Desde que eso pasa, no hay una sola pieza en casa que esté sucia porque se lava todos los días, pensando que esa puede ser siempre la última vez. Yo estoy más limpia que nunca porque oigo agua y arranco a la ducha, no sea que sea también la última vez.
Con la luz y el agua, aún en su intermitencia, han comenzado a desaparecer los mosquitos y yo ya no me rasco en público con tanta desesperación y/o disimulo, dependiendo cuál fuera el nivel que me atacara en el momento.
La nevera aún está vacía. Solo tiene agua, leche y hielo. No me atrevo a invertir ahí mucho.
Pero este huracán ha despertado en mí algo que yo nunca había sentido en 42 años, y es como una urgencia de tener un árbol de Navidad. La única vez que puse un árbol decente de Navidad fue cuando decidimos adoptar a nuestro hijo. Queríamos un árbol que no olvidara. Y tuvimos éxito. Tampoco olvida que, en los años subsiguientes, no ha habido árbol. Nunca me enseñaron ese amor navideño por el arbolito. Sí por otras cosas, como la música navideña, la comida de la época, la confraternización, pero el árbol nunca fue importante. Mami siempre nos ponía un nacimiento del Niño Jesús con la excusa (o la razón) de que debíamos tener siempre presente el verdadero objetivo de la celebración. Y así crecí yo.

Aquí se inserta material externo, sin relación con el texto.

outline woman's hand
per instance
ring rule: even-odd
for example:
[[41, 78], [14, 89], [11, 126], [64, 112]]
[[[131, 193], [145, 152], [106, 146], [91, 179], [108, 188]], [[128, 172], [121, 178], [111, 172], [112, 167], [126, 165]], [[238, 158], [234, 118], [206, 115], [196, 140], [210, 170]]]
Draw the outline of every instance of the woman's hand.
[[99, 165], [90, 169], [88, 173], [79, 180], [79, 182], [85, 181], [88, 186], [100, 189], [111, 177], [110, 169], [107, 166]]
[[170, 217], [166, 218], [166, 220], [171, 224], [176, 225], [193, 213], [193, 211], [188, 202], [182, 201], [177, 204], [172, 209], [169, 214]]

Este año, sin embargo, quiero un árbol. Uno grande, frondoso, si es necesario, de esos que uno se ve obligado a cortar porque no cabe. Ya hasta espacio le tengo. Lo voy a poner en la esquina donde tengo el generador eléctrico, el que adquirí el mismo día en que llegó la luz a la casa. De esas cosas que me pasan solo a mí.
El árbol no va a tener muchas luces —no sea que los bajones terminen por fundírmelas— ni muchas gangarrias. Pero en lo que se supone que sea la falda del árbol voy a poner par de cosas que no quiero olvidar ni aunque Puerto Rico y mi familia se levante. Voy, obvio, a poner el generador eléctrico, con el bidón de cinco galones que vine cargando de Estados Unidos porque escaseaban en la isla. Al ladito voy a poner las lámparas LED, sin las baterías y las linternas, obvio. También voy a poner un mini grill que compré y sus dos bolsitas de carbón, que nunca usé. Obvio que colocaré también la estufita de una hornilla que compré y que tampoco utilicé porque jamás encontré butano. Ahora que me bendice la intermitencia, hay en todos lados.
Los abanicos de baterías, grandes y pequeños, van a ir a los lados, sobre todo los pequeños porque son clip-ons y creo que le van a dar, literalmente, como un airecito novedoso. Y esos los coloco con muchísimo amor, porque los utilicé todo el tiempo. Si no, los mosquitos me hubieran tragado.
Con mucho amor también colocaré —y estoy pensando si eso será el sustituto de la estrella— las bolsas de la bañera. Son unas bolsas de cinco galones, a las que uno le mete al agua y las pone al sol por tres horas y con eso se baña rico una vez al día. Una, nada de dos. Esas siempre las usé.
Y la cisterna. Ay, querida cisterna. Esa merece decoración aparte. Creo que la voy a envolver en papel rojo y la voy a convertir en un enorme y obesísimo Santa Claus, porque claro, sin luz, ¿cómo era que funcionaba la cisterna de agua? De sombrero la tenía.
Mi árbol de Navidad de este año, como ven, será un monumento al agradecimiento, aún en la intermitencia, y una burla a mí misma por haberme preparado de manera tan incorrecta para enfrentar a María. Ojalá todos podamos poner un arbolito. Grande, chiquito, con nuestros propios objetivos, seguramente más serios que los míos.
¡Qué mucha gente hay ansiando que llegue la Navidad!